Especially if we claim to want different for ourselves, if we do not stop observing our tendencies, pinpoint the ones that aren’t conducive to success, then develop new ones, all we’re doing is complaining.
We grow through change. So, any cry for growth is inevitably a call for transformation. The sooner we understand this the more accepting we will be.
We’re all witnesses of what happens to the people that refuse to change — they stop growing.
When was the last time you encountered someone that hasn’t adapted, changed, or progressed as an individual in some time? Sometimes you don’t even have to know them personally to tell whether or not they’ve accepted the change their own life requires from them.
Usually, those types of people live a life of conflict or a life that’s plateaued, and you can probably attest to someone who’s like that through experience.
The know-it-alls who know nothing, the old-heads who complain about new trends, or the guy who keeps landing in trouble for the same reasons — they’re all individuals who aren’t growing.

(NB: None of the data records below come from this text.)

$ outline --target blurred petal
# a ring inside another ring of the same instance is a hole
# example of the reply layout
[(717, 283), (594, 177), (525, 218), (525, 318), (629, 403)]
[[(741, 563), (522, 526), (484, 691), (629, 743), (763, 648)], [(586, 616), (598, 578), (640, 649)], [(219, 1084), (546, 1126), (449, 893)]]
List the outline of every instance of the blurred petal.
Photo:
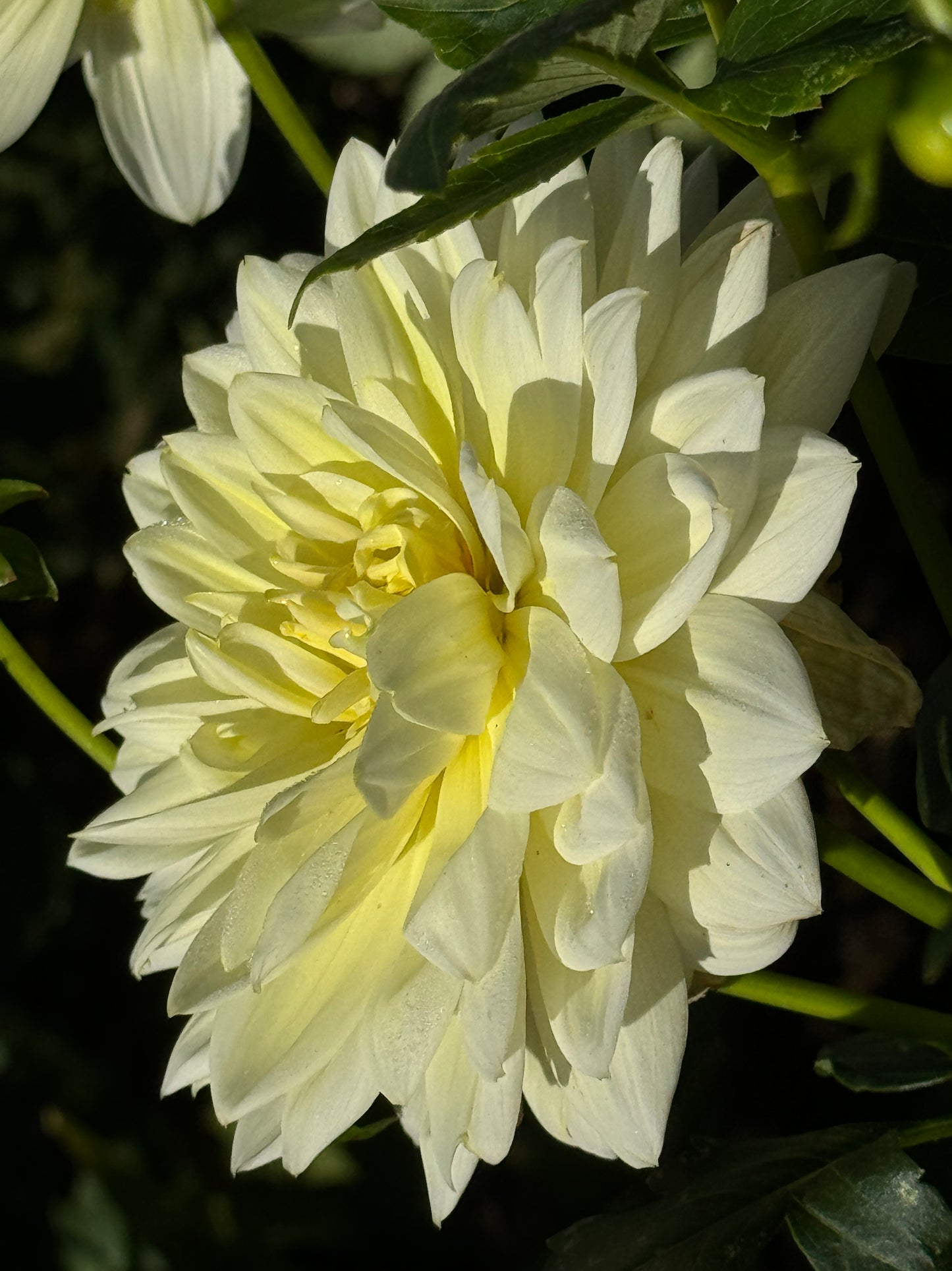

We should not only be open to change but looking for it. Why? Because change means growth and newness and evolution. Change means taking it to the next level, and change is inevitable.
You shouldn’t be the same person you were last year. Like a sports team seeking a championship, there should be modifications done every year to help yourself get closer to whatever your end prize is.
You cannot bring back the same players every year and expect the same result. That is, of course, unless you’re content with where you currently are.